Current aviation-created memes are based on "the park won’t happen, its too expensive, and when it fails you’ll get the usual development.”  A housing ballot measure will confirm that — and aviation lobby will immediately swoop in with their own ballot measure to counter it.  

What chance would an amendment to LC that would provide for a large housing project at SMO have in such an environment? 

Santa Monica voters have been supportive of housing over the decades. But no local pro-housing ballot measure has ever faced a million dollars spent against it. That's what aviation spent in 2014 to qualify their Measure D, that would have kept the airport in operation.   

In November 2014 Measure D received only 41%, in part because there was a united front to close the airport.  

But with a base of 41% who voted to keep the airport, aviation interests only need another 9+% to win. They can get that if the public is confused or discouraged about the park — and the aviation lobby is just waiting for a housing vs. park fight, because the coalition that won Measure LC with 60% would be fractured.  

If there were competing ballot measures to (i) keep the airport in operation and (ii) amend Measure LC to substantially cut back parkland in order to build a large housing project at SMO, thousands of Great Park supporters in Santa Monica - many who support new housing as urban infill in other parts of the city - would logically oppose both.  

If aviation interests then won between competing ballot initiatives, our public land at SMO would remain privatized, and we’d lose this historic opportunity to bring it back into widespread public use. Even the revenue the City receives from leasing offices at the airport (that could fund future ongoing Great Park operations) would remain in the Airport Fund and not be available for other purposes.  

To ensure that no ballot measure is even necessary to implement a fully LC-compliant approach, the Council should direct City Staff to return with a zoning overlay and/or Specific Plan to resolve all non-LC compliance issues for “conventional park features.” 

Conclusion 

Owing to the effort of thousands of us over decades working to close Santa Monica Airport and bring the land back into widespread public use, Santa Monica has a historic legacy opportunity in front of it. 

A Great Park on the entire 160 open acres at SMO offers the best opportunity to realize a wide range of community open spaces, achieve ecological goals, and provide a desperately needed balance to Santa Monica’s current and future residential density.

There is urgency to this moment. Open land on this scale, perfect and necessary for a great park, will likely never be assembled again in Santa Monica. Any portion paved over and built upon would never become available for widespread public use. And if a new park were substantially cut down in size, the ability to address a wide range of social and environmental needs with it would be substantially compromised.

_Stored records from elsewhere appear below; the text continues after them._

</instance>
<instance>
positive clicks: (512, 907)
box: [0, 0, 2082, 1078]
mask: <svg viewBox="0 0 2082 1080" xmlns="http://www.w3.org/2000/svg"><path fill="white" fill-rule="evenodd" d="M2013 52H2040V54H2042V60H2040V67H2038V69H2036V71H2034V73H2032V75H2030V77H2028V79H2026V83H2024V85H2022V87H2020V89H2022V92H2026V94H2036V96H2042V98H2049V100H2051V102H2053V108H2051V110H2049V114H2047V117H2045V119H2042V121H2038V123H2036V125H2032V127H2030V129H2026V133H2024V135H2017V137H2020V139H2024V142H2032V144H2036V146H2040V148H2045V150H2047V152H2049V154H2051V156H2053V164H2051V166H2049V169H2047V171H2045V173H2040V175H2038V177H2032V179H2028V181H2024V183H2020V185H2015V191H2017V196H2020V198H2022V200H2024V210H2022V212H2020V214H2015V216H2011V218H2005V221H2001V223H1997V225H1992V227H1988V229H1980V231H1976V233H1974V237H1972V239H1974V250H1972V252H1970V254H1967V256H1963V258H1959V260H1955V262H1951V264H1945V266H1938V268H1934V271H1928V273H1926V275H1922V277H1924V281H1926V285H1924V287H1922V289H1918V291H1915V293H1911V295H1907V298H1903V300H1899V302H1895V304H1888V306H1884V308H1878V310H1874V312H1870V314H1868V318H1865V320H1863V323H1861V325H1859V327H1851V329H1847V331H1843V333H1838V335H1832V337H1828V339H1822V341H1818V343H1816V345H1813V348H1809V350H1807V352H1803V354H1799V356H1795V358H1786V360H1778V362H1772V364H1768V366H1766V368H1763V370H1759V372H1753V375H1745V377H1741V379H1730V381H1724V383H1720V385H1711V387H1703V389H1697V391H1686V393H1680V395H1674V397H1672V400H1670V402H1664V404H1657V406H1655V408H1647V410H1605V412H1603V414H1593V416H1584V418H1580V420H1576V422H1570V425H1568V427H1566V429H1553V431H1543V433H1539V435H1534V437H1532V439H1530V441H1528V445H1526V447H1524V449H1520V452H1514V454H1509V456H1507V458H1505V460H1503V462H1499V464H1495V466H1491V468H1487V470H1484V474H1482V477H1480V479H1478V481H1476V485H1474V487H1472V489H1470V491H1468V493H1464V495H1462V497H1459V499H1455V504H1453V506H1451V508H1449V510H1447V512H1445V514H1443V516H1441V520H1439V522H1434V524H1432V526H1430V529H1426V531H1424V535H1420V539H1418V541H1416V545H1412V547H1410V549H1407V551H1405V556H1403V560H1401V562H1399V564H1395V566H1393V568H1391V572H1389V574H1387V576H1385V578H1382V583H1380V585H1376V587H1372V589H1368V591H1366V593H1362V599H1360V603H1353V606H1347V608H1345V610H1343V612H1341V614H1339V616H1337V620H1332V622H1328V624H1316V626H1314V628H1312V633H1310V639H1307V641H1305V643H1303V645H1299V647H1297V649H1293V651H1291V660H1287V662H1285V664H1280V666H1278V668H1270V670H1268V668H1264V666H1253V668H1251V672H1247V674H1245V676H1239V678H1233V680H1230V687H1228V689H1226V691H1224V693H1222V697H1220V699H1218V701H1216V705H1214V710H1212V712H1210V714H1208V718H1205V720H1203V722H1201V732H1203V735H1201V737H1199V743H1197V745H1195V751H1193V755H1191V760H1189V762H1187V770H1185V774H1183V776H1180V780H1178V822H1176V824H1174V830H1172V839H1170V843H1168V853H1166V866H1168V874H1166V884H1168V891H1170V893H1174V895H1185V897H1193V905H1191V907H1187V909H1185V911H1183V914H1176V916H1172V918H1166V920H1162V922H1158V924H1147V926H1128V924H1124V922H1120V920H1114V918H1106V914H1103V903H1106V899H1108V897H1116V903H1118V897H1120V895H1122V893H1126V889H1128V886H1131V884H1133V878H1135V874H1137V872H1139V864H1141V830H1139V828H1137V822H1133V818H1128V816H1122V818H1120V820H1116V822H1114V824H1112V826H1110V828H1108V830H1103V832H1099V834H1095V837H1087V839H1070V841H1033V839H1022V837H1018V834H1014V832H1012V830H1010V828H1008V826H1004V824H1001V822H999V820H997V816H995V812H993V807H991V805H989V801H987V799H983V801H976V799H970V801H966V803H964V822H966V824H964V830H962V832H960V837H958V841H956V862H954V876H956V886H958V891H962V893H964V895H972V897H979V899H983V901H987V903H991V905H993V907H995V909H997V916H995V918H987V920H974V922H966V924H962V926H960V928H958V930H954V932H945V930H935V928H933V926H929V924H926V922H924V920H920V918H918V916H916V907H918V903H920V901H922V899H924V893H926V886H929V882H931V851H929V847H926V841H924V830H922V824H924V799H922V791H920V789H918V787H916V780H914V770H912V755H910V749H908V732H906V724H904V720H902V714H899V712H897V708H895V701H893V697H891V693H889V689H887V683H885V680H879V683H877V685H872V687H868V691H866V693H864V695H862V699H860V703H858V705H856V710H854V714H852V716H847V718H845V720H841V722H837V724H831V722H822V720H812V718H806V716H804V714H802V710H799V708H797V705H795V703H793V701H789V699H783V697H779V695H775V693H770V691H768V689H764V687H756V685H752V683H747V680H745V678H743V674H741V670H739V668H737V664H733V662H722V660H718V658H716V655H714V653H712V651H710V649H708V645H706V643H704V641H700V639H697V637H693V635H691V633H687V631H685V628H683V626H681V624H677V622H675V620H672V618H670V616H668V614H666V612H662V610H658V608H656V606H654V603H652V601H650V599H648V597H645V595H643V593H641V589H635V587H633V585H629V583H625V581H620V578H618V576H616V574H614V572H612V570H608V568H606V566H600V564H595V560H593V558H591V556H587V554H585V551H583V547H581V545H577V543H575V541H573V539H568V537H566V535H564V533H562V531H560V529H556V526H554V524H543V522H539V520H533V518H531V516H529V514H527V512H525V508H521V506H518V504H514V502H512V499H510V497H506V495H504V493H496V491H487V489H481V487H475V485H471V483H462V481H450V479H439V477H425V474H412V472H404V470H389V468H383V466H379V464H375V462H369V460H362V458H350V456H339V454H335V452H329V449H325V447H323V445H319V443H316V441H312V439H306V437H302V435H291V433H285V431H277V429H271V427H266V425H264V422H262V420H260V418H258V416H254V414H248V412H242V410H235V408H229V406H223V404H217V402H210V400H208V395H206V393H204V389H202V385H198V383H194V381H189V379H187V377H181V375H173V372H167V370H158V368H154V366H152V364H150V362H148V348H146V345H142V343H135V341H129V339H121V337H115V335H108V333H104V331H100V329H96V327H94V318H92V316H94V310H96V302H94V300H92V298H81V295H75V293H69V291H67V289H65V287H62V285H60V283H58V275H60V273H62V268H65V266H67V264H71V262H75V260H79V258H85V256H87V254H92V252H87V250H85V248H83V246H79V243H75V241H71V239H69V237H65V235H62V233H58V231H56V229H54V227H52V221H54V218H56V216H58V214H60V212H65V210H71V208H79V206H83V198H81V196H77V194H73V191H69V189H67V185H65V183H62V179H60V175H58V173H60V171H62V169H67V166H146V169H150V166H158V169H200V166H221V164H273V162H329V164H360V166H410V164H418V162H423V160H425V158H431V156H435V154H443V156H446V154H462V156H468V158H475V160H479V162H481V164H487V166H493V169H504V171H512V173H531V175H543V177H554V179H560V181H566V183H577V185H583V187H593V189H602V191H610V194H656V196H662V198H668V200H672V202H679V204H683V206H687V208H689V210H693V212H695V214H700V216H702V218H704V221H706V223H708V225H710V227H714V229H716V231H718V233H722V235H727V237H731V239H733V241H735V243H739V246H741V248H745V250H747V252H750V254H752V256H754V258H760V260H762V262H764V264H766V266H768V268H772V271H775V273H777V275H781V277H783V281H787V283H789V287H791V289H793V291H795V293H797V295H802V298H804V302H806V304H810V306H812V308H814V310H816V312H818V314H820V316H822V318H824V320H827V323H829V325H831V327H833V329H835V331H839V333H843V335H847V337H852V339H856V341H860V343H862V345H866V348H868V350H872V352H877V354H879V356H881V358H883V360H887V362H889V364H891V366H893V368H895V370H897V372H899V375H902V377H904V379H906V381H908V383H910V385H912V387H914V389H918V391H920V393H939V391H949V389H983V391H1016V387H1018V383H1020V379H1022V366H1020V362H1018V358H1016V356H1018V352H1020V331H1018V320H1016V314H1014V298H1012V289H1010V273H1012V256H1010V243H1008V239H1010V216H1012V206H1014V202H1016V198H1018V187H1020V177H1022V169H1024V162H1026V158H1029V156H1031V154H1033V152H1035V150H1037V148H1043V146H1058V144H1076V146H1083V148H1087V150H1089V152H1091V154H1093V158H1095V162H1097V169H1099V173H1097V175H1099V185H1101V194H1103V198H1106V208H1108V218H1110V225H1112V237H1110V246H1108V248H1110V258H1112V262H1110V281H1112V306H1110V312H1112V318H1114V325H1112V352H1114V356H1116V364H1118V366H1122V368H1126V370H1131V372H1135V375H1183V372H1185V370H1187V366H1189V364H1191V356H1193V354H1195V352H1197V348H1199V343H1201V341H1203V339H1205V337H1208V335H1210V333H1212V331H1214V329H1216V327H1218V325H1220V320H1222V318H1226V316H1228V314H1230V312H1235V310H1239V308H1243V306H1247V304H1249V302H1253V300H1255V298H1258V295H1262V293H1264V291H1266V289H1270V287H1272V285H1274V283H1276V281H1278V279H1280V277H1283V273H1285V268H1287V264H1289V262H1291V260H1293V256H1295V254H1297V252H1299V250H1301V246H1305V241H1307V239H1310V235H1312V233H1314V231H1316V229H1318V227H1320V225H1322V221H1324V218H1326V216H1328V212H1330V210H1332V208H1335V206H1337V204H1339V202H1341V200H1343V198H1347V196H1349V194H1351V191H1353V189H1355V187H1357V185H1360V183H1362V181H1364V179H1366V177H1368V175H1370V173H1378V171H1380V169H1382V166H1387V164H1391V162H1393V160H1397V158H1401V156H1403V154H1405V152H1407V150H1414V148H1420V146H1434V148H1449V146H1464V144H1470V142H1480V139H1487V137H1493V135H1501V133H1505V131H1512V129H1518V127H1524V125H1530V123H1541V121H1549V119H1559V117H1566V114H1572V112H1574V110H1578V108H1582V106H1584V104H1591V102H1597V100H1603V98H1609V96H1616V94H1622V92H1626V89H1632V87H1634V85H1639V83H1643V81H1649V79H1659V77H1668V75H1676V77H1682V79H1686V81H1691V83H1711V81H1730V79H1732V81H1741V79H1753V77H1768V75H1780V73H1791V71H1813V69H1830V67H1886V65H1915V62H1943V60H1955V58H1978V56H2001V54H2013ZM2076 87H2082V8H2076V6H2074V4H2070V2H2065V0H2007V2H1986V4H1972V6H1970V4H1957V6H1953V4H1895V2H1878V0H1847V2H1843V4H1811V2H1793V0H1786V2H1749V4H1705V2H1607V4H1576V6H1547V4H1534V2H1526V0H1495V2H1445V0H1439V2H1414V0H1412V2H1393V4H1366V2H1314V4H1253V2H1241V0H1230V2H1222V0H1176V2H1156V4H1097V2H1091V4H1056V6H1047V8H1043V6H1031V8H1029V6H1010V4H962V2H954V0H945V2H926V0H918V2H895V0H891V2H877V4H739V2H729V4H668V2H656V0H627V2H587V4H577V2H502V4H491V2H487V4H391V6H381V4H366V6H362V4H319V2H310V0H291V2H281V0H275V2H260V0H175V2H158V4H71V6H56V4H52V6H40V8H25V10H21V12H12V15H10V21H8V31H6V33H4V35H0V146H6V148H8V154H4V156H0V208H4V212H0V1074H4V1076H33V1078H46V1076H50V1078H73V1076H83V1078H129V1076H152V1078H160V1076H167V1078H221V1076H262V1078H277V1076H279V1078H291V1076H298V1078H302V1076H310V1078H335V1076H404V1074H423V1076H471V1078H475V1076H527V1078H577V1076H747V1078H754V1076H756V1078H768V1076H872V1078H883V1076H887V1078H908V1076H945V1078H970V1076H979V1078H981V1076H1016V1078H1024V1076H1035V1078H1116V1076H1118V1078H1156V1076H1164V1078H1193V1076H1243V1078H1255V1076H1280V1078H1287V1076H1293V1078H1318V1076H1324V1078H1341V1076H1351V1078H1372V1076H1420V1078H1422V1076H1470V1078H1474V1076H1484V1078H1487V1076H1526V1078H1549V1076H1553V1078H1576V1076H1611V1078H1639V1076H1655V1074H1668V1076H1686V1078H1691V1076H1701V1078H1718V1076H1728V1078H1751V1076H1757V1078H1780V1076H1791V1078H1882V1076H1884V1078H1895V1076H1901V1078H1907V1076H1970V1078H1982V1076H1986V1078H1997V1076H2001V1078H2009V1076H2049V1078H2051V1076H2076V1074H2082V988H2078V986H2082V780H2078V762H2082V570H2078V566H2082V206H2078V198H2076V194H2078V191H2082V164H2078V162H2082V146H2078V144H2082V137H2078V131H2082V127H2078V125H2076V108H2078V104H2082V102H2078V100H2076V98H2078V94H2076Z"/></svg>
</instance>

That’s why any failure to advance an LC-compliant Great Park as the preferred EIR option, that instead prioritizes a large housing project that would necessitate a ballot measure to amend LC — a ballot measure that would be opposed and likely defeated by a competing measure sponsored by aviation interests — risks grasping defeat from the jaws of victory.   

Any path other than advancing an LC-compliant Great Park would be a failure of epochal proportion — a self-induced fumbling away of a once-in-centuries opportunity to regain public land for fundamental public purposes that can not be addressed in any other way (while other competing needs can.) 

Therefore, with hope for the best and dread of the worst — I recommend that you advance a fully LC-compliant Great Park approach as the preferred option in the EIR.  

If you do, future generations will look upon your decision with immense gratitude, as will other species and the Earth. 

(Mike Feinstein has been a resident of Santa Monica since 1984. A dedicated public servant, he served on the Santa Monica City Council from 1996 to 2004, including a two-year term as Mayor from 2000 to 2002. Feinstein is known for his long-standing commitment to environmental sustainability, community engagement, and local governance.)